With Liam I felt so much more organized; maybe I just paid more attention. I read books and we went to classes. This time around, it’s been easy to wave off as been there done that – but then I can’t remember how we did things with Liam after all. With him it also didn’t seem so strange. I know making the leap from no kids to one is supposed to be the life altering event, but with him it seemed pretty natural, whereas the thought of going from 3 of us to 4 still seems foreign, even if it’s imminent.

The good news is that Gramma and Grampa Cook came home from Arizona on the weekend. Besides the fact that Liam was delighted to see them, I’m glad that we now have volunteers in place to take Liam while we’re at the hospital. If anything had happened last week, I would have had to make a decision about who to call at 3 a.m. to bail us out. Now, that’s a given. (I just hope we don’t have any false alarms!)

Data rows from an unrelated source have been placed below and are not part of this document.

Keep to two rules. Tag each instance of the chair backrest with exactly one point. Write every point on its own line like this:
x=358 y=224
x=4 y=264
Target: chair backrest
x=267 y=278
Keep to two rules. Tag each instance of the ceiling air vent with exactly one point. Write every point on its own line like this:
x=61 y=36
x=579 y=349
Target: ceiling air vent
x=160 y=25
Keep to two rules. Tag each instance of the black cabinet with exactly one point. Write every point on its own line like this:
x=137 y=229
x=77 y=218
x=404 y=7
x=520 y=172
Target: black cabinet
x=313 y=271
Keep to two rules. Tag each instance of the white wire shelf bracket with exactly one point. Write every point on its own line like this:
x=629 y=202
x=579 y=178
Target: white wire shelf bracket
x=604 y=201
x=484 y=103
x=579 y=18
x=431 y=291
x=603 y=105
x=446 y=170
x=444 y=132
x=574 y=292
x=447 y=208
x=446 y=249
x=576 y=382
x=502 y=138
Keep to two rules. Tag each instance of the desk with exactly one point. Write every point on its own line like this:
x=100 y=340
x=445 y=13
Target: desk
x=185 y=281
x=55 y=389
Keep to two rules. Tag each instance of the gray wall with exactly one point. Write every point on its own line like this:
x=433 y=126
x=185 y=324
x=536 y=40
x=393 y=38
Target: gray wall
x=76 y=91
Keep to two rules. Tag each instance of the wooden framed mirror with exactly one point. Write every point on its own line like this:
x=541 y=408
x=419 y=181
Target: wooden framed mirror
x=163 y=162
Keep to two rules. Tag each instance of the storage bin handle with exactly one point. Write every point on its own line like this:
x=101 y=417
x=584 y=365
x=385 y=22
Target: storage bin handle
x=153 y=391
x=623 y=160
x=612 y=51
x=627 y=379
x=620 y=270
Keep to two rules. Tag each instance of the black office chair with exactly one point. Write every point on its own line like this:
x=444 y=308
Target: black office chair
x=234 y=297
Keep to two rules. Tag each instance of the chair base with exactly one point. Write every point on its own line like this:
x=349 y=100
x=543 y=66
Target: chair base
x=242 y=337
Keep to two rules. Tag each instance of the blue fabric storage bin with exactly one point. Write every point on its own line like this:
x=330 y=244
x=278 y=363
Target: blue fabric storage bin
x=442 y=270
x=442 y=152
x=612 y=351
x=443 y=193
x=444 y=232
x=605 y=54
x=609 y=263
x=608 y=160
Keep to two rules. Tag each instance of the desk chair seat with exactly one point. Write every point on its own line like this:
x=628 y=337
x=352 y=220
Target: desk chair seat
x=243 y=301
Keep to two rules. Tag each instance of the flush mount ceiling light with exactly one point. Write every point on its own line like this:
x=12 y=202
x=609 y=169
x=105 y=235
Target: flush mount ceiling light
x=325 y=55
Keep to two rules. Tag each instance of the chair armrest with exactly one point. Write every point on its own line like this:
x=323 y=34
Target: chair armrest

The other good news is that this is hopefully my last Monday for a very, very long time. I was thinking about what had to get done today in the shower this morning, and I finally got around to starting it around 3 p.m. – before that it was just one issue after another. It’s going to be hard making a break from work, and I might wind up back in the office for a few hours here and there, or working from my laptop at home for a bit. Luckily there is an end in sight that will eventually make the break for me. Sooner or later Mother Nature will intervene, and then it will be 24/7 work of an entirely different kind.

Friday, March 02, 2007

Sweet little face returning to a magazine near you!

Liam and I had a blast being off together yesterday. We ran some errands, visited some friends, made more headway setting up for #2 (dusting off Liam's old baby gear and working on the nursery), and had a great finale to our day when I got a call from Scrapbooks Etc. requesting a page for their August/September issue. Hey, this is my last week on payroll... I have to find some way to contribute to the bills this year, right? "Freelance Contributor" it shall be. :)

Thursday, March 01, 2007

It's March!!

And that means... holy cow!!

I am BACK at home with Liam today. He's healthy, I'm healthy - unfortunately, it's Cindy who is now unhealthy. I think I am going to give my boss a heart attack. This absenteeism is coming at the worst possible time. I may need to work something out where I get into the office for a couple of extra days next week to make it up.

Anyway, no update today; I am trying to use Liam's naptime to my advantage, and get some work done from home.